Currency Spotlight: AED and PKR
The UAE Dirham (AED), adopted as the official currency of the United Arab Emirates in 1973, is anchored to the US Dollar at a fixed rate of 3.6725 AED to 1 USD, as regulated by the Central Bank of the UAE. This peg ensures the AED’s dependability, positioning it as a trusted currency for international trade and investment across the UAE’s seven emirates. The Pakistani Rupee (PKR), Pakistan’s official currency since 1948, operates as a floating currency under the State Bank of Pakistan’s oversight, susceptible to shifts driven by domestic economic factors, global market trends, and geopolitical events.

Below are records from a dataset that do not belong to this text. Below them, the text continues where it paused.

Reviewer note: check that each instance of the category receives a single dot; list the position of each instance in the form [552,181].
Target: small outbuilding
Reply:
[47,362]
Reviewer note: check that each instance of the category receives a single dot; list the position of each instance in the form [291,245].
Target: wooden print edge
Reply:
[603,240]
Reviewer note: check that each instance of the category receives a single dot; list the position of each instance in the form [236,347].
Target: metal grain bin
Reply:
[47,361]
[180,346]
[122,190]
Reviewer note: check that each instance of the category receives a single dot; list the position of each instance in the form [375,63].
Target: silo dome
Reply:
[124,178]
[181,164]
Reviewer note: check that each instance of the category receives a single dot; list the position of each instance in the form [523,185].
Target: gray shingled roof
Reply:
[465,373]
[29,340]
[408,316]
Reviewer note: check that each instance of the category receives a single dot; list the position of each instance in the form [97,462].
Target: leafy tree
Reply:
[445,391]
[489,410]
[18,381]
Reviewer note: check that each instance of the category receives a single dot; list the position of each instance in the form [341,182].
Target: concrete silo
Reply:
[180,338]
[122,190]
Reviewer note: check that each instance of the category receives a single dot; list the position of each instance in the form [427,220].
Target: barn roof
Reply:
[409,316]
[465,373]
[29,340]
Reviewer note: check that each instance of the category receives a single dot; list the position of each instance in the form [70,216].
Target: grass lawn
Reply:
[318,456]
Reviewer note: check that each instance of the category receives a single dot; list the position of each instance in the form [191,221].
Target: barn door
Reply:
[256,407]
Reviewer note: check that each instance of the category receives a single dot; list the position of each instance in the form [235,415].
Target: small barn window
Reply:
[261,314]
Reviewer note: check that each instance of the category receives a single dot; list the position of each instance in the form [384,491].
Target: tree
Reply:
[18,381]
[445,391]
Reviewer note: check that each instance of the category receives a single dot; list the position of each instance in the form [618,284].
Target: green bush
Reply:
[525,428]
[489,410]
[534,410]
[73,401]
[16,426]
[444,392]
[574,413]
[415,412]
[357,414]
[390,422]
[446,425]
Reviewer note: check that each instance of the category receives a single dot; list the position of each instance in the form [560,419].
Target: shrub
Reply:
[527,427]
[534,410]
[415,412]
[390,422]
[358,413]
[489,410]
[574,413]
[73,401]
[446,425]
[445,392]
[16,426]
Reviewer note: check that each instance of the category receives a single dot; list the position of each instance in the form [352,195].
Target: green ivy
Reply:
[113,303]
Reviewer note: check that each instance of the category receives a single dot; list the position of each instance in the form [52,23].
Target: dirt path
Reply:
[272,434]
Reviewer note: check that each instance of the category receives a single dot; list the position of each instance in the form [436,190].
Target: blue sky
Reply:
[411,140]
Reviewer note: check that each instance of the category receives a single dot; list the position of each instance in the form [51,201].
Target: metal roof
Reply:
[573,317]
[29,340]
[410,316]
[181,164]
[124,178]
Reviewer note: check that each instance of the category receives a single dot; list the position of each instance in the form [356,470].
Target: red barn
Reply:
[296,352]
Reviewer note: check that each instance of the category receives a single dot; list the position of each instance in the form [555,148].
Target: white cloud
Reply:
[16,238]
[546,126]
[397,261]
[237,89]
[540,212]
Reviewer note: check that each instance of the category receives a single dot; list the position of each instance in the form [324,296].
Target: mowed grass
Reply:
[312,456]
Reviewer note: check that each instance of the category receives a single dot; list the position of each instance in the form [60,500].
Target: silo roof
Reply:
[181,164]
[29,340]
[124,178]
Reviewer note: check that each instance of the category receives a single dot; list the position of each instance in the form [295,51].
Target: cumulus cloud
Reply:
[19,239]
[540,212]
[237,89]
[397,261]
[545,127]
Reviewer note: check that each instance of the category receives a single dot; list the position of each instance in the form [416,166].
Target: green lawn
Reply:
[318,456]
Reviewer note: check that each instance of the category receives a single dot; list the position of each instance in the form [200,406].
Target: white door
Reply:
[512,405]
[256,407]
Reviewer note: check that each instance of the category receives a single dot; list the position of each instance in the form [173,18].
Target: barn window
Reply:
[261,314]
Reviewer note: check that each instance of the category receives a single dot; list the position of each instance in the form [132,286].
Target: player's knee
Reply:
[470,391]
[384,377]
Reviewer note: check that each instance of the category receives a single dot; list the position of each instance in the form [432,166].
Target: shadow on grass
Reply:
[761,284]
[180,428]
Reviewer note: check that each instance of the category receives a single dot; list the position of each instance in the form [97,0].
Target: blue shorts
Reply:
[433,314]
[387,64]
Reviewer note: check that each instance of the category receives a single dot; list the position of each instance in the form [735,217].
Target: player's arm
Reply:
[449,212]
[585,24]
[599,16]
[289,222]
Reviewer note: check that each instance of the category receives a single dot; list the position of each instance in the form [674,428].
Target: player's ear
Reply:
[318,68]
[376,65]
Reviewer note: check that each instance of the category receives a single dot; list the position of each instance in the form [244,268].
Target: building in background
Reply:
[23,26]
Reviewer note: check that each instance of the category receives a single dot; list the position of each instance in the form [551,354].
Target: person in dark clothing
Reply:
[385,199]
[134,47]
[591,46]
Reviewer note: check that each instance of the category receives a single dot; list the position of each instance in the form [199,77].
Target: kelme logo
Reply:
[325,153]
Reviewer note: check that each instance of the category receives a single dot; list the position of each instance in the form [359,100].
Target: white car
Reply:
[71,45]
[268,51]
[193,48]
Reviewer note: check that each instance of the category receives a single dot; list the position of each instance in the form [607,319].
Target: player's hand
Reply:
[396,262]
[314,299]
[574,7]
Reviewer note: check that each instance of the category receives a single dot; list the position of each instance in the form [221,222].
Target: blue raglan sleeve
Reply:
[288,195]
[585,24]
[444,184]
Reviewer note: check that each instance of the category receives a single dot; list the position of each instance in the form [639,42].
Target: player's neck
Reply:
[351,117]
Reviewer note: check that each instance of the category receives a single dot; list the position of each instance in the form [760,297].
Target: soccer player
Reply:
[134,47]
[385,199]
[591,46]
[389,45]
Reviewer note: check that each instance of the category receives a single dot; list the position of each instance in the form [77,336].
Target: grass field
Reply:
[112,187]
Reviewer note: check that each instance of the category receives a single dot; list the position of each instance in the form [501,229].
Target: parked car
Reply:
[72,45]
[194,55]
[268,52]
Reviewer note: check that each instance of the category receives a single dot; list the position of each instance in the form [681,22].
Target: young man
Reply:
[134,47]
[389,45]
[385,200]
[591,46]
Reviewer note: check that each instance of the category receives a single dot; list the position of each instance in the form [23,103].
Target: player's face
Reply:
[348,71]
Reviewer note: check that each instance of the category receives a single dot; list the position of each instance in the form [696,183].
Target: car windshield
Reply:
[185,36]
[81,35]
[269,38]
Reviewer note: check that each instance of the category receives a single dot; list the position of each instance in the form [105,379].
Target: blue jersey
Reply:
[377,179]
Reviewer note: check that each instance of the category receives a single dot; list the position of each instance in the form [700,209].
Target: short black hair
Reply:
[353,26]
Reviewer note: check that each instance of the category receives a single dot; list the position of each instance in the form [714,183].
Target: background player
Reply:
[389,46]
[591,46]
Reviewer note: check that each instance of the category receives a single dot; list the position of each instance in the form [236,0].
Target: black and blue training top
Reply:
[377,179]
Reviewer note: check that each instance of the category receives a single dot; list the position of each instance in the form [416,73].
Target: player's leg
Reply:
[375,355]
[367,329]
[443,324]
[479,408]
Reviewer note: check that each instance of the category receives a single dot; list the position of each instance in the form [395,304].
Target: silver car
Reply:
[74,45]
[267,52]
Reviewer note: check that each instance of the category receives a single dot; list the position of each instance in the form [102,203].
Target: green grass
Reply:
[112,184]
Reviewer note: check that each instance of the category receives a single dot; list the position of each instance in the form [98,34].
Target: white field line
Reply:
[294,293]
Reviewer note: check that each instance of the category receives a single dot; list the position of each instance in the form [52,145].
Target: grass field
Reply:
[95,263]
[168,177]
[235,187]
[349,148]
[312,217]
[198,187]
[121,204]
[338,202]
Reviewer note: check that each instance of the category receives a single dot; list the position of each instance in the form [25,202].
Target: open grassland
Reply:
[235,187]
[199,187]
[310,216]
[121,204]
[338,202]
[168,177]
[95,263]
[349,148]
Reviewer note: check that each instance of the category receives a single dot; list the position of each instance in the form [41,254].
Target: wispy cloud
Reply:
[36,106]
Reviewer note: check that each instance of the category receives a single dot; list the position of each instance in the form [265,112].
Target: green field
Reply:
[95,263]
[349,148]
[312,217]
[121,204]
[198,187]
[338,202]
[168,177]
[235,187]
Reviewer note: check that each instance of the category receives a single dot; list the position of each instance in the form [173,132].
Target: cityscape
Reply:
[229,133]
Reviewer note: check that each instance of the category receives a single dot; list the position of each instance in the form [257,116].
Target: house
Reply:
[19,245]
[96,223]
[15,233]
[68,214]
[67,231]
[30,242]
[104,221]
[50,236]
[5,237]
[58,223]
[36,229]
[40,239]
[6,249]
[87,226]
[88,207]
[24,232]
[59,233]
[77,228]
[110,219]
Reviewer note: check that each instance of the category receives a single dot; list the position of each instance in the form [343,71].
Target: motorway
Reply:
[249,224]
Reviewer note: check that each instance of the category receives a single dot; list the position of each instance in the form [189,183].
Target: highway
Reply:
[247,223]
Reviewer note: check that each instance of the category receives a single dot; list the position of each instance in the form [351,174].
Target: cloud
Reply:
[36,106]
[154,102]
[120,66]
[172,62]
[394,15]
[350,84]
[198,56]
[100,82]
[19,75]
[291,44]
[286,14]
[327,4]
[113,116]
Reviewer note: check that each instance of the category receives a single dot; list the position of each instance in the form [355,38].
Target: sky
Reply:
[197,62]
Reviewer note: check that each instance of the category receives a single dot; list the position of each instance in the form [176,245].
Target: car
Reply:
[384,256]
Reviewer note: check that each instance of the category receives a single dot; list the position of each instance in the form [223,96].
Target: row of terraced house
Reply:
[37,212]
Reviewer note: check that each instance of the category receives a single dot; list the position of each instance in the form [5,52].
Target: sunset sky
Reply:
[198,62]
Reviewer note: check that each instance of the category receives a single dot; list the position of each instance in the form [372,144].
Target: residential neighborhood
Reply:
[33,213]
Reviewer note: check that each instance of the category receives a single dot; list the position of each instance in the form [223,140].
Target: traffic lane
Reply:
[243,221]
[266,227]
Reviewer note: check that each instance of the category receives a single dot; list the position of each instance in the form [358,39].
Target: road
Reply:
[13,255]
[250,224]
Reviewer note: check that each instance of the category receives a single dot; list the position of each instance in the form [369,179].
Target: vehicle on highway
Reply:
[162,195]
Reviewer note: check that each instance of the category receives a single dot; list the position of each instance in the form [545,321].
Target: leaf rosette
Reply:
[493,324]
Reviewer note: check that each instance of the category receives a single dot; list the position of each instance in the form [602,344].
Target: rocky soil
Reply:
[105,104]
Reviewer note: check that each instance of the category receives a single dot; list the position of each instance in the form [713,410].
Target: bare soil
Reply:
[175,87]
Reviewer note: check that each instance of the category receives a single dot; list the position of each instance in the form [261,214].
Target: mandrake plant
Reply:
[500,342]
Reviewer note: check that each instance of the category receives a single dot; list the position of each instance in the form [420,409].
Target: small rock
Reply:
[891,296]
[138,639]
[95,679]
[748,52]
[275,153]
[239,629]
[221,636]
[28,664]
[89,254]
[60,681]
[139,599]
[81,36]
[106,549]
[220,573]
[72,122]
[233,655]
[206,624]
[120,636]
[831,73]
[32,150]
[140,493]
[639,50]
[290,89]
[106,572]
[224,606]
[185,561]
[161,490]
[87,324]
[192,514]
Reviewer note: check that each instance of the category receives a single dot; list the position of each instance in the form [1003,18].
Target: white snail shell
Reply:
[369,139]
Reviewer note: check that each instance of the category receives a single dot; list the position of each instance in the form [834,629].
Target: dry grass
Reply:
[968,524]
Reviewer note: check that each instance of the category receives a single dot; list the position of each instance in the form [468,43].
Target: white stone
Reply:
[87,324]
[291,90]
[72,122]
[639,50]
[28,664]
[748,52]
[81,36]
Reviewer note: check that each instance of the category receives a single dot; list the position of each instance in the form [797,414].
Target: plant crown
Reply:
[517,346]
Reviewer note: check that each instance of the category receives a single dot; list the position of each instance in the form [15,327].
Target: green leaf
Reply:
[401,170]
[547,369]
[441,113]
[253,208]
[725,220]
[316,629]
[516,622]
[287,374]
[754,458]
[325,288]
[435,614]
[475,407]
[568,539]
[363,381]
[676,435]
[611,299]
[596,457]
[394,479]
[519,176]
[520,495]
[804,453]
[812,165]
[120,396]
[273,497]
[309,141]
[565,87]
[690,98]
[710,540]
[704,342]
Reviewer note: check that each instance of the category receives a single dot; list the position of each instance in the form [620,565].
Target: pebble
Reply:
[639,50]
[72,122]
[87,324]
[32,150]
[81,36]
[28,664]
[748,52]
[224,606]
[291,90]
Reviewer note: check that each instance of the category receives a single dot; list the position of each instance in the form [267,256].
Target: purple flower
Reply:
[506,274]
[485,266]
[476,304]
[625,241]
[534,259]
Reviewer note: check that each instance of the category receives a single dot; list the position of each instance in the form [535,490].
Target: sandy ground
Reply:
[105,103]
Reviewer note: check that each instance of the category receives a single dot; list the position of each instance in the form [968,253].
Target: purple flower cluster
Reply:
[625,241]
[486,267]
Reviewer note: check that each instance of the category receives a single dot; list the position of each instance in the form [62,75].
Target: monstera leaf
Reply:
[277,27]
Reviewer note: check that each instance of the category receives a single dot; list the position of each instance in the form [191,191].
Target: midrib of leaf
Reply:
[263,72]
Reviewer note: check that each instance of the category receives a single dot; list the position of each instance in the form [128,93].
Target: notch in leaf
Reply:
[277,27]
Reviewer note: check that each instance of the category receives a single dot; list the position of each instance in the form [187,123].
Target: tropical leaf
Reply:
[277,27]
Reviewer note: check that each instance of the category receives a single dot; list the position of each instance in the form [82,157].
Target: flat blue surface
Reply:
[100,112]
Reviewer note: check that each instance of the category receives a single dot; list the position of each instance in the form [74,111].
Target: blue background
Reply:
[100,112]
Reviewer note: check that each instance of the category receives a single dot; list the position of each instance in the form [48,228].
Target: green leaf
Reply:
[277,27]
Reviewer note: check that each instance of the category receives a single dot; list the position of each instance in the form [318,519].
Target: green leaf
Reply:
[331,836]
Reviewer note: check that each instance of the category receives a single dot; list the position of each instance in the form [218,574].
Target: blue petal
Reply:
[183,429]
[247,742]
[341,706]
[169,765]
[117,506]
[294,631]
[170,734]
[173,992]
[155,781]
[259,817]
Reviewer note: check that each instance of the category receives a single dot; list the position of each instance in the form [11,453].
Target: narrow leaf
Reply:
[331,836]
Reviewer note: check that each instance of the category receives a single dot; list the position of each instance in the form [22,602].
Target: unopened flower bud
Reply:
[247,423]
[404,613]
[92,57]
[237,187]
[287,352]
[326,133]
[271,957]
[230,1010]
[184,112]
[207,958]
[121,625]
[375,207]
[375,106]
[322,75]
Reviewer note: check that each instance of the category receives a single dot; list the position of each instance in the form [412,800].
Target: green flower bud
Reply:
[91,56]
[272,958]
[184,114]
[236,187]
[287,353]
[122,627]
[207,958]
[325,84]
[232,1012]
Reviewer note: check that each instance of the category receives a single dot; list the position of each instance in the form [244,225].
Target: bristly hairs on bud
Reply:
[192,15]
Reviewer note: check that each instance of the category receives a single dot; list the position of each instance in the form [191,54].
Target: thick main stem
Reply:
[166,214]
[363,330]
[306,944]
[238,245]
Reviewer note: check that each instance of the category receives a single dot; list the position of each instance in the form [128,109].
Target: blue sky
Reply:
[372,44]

Pakistan’s Economic Dynamics: Remittances and Trade Challenges
Today’s decline in the AED-PKR exchange rate offers slight relief for Pakistani businesses importing from the UAE, reducing costs compared to yesterday’s higher rate. However, the Dirham’s overall strength, bolstered by June’s gains, continues to shape Pakistan’s economic landscape. For the millions of Pakistani expatriates in the UAE, the still-strong AED sustains elevated remittance values, which reached $717.2 million in June 2025, per State Bank of Pakistan data, reinforcing the UAE as Pakistan’s second-largest remittance source after Saudi Arabia. These funds are crucial, fueling household incomes and sparking economic activity in regions like Punjab and Sindh. Yet, the elevated exchange rate keeps import costs high for UAE goods, from luxury products to essential goods, posing challenges for Pakistani businesses and consumers.